I typically soak for 3 days and then scrape off the labels with a curved carpet knife (I have left them in for two weeks at a time). I don't worry about perfection and then put the bottles back in the solution to soften the glue residues. After another day or two, the glue residues are easy to remove and then the bottles get a hot water rinse before being placed upside down in a drying rack.


----------



## ZebraB (Aug 28, 2019)

I peel off what I can, soak overnight and the use an oyster shucker to get most of the label off and then use mineral spirits to get the glue residue off. (It is just the outside of the bottle) and then wash off the mineral spirits with oxiclean. It is really quite easy and takes only a few minutes a bottle.


----------



## bstnh1 (Aug 29, 2019)

Plain old hot water works for me. If needed, I use a standard glass scraper (the kind with a razor blade in it). If there's glue or gunk left, I use a stainless steel scrubber with a bit of dish detergent. The newer labels from L.D. Carlson are a snap to remove, especially the all vinyl ones.


----------



## montanarick (Aug 29, 2019)

here's what i do with recycled bottles. Place them in the oven set on bake at 250° for about 10 minutes then take one out at a time and stick a paring knife under one corner to start lifting the label - make sure you use an oven mitt since bottles are very hot. Once a corner is lifted, just grab onto it between two fingers and peel the whole thing off. Most labels just peel completely off leaving little or no glue residue; however there will be some that leave a residue. Next step is to soak them in Star-San for a good cleaning which also helps dissolve some but not all the remaining glue. For those with really stubborn glue residue, I use naphtha (not mineral spirits) since the naphtha doesn't leave any oily residue - it just evaporates.


----------



## Ignoble Grape (Aug 30, 2019)

I'm still in the infancy of my hobby, so I'll take any/all bottle donations. I soak in hot water, scrape off with knife, use green scrubber and dish soap for remaining residue. I toss any bottles that have stubborn labels. Some use god-strength glue - I don't know what it is - but it's a mess to get off, even with elbow grease. They aren't worth it, imho. I tried oxiclean and didn't see a difference. Haven't tried star-san or mineral spirits.
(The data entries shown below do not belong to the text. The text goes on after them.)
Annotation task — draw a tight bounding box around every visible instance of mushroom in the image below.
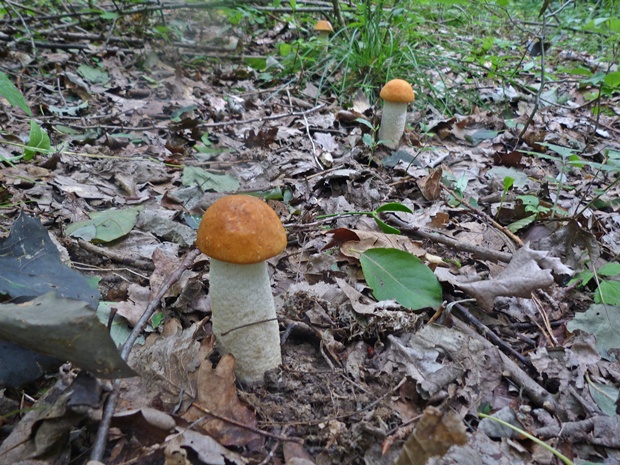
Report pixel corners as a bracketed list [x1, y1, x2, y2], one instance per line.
[196, 195, 286, 384]
[314, 19, 334, 44]
[379, 79, 415, 149]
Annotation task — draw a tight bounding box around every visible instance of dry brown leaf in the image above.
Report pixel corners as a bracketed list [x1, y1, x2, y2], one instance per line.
[183, 354, 264, 450]
[394, 407, 467, 465]
[325, 228, 426, 259]
[417, 166, 443, 200]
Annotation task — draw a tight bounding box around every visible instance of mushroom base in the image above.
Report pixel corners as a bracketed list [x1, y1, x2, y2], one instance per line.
[209, 258, 282, 383]
[379, 101, 407, 149]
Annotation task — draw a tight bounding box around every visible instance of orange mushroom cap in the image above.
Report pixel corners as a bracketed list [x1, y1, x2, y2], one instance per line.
[196, 195, 286, 265]
[314, 19, 334, 32]
[379, 79, 415, 103]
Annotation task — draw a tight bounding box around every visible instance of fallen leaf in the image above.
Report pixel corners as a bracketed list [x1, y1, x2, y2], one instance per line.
[394, 407, 467, 465]
[417, 166, 443, 200]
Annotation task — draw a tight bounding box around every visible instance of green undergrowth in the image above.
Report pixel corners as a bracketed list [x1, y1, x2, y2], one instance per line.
[230, 0, 620, 116]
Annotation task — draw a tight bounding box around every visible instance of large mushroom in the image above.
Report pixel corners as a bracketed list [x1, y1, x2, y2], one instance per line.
[196, 195, 286, 384]
[379, 79, 415, 149]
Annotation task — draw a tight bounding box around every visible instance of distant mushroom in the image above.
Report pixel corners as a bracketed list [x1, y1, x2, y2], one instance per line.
[314, 19, 334, 44]
[379, 79, 415, 149]
[196, 195, 286, 384]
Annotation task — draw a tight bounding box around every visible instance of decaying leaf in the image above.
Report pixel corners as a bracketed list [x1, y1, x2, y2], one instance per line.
[440, 244, 572, 312]
[394, 407, 467, 465]
[417, 166, 443, 200]
[325, 228, 426, 259]
[183, 354, 264, 450]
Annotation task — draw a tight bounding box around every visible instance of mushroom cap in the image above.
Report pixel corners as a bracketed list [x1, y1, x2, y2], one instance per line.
[314, 19, 334, 32]
[196, 195, 286, 265]
[380, 79, 415, 103]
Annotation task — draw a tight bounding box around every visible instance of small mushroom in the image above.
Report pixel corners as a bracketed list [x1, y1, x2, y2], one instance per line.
[314, 19, 334, 44]
[196, 195, 286, 384]
[379, 79, 415, 149]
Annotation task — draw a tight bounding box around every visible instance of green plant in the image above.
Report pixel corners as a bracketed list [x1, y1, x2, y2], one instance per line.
[0, 72, 50, 165]
[495, 176, 515, 219]
[508, 195, 551, 232]
[316, 202, 413, 234]
[569, 263, 620, 306]
[360, 248, 442, 310]
[478, 413, 574, 465]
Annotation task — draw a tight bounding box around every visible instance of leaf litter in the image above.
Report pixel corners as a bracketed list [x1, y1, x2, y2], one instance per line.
[0, 1, 620, 464]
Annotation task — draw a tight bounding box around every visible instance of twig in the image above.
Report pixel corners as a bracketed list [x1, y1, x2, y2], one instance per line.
[448, 297, 534, 369]
[441, 184, 523, 247]
[453, 318, 566, 418]
[192, 402, 304, 444]
[78, 240, 155, 270]
[90, 249, 200, 462]
[517, 15, 557, 140]
[390, 215, 512, 263]
[200, 103, 325, 128]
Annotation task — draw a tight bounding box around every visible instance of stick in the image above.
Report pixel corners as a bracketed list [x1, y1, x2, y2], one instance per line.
[90, 249, 200, 462]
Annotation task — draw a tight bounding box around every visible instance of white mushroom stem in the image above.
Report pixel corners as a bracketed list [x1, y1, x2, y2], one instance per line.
[209, 258, 282, 384]
[379, 100, 407, 149]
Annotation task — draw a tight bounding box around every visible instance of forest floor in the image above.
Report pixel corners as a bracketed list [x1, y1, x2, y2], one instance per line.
[0, 0, 620, 465]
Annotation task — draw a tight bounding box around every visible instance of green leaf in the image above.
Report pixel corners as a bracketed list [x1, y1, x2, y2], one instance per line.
[77, 65, 110, 84]
[508, 214, 537, 232]
[0, 71, 32, 116]
[568, 270, 594, 287]
[360, 249, 442, 310]
[373, 215, 400, 234]
[566, 304, 620, 360]
[65, 207, 141, 242]
[24, 121, 51, 160]
[375, 202, 413, 213]
[539, 142, 576, 158]
[594, 280, 620, 306]
[362, 133, 375, 148]
[182, 166, 240, 192]
[487, 166, 528, 189]
[598, 263, 620, 276]
[605, 71, 620, 88]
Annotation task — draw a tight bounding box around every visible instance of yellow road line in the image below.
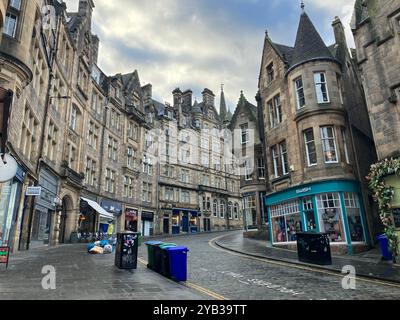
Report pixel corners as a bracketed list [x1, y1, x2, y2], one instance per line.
[208, 236, 400, 288]
[138, 258, 228, 300]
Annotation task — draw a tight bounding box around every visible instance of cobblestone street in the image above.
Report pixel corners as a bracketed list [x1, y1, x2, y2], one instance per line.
[0, 233, 400, 300]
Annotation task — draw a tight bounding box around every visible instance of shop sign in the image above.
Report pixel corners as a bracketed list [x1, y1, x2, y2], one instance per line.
[142, 211, 154, 221]
[101, 199, 122, 215]
[0, 153, 18, 183]
[0, 247, 10, 268]
[296, 187, 311, 194]
[125, 209, 138, 221]
[26, 187, 42, 197]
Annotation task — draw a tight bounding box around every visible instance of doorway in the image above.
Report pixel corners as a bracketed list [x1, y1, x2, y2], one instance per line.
[163, 218, 169, 234]
[182, 214, 189, 233]
[203, 218, 211, 232]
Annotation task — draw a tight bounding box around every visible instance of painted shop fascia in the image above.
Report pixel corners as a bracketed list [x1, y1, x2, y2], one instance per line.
[264, 180, 371, 254]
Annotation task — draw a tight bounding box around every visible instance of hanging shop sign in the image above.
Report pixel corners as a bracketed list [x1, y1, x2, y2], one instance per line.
[26, 187, 42, 197]
[101, 199, 122, 216]
[0, 153, 18, 183]
[0, 247, 10, 268]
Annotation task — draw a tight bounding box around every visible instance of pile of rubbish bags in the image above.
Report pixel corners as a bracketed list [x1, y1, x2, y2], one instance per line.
[87, 240, 114, 254]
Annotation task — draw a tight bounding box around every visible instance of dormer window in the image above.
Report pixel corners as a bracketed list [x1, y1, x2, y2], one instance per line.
[267, 63, 274, 84]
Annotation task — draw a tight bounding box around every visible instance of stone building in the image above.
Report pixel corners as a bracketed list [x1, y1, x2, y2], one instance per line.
[157, 88, 243, 234]
[259, 7, 376, 253]
[0, 0, 242, 251]
[351, 0, 400, 232]
[0, 0, 55, 250]
[229, 92, 267, 231]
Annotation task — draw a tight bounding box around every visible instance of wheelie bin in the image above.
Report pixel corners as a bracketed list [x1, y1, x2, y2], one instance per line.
[160, 244, 177, 279]
[166, 247, 189, 282]
[376, 234, 393, 261]
[153, 243, 176, 274]
[145, 241, 163, 270]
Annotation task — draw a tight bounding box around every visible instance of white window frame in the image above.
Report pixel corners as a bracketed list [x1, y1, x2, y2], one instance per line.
[294, 77, 307, 110]
[314, 72, 330, 104]
[321, 126, 339, 164]
[303, 129, 318, 167]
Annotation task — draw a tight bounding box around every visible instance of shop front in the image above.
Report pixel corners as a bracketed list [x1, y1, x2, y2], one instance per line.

Also haven't tried the oven method yet. Perhaps this weekend as I need to prep 6 cases...


----------



## montanarick (Aug 30, 2019)

Ignoble Grape said:


> I'm still in the infancy of my hobby, so I'll take any/all bottle donations. I soak in hot water, scrape off with knife, use green scrubber and dish soap for remaining residue. I toss any bottles that have stubborn labels. Some use god-strength glue - I don't know what it is - but it's a mess to get off, even with elbow grease. They aren't worth it, imho. I tried oxiclean and didn't see a difference. Haven't tried star-san or mineral spirits.
> 
> Also haven't tried the oven method yet. Perhaps this weekend as I need to prep 6 cases...


I used to soak and scrub - what a mess. No more


----------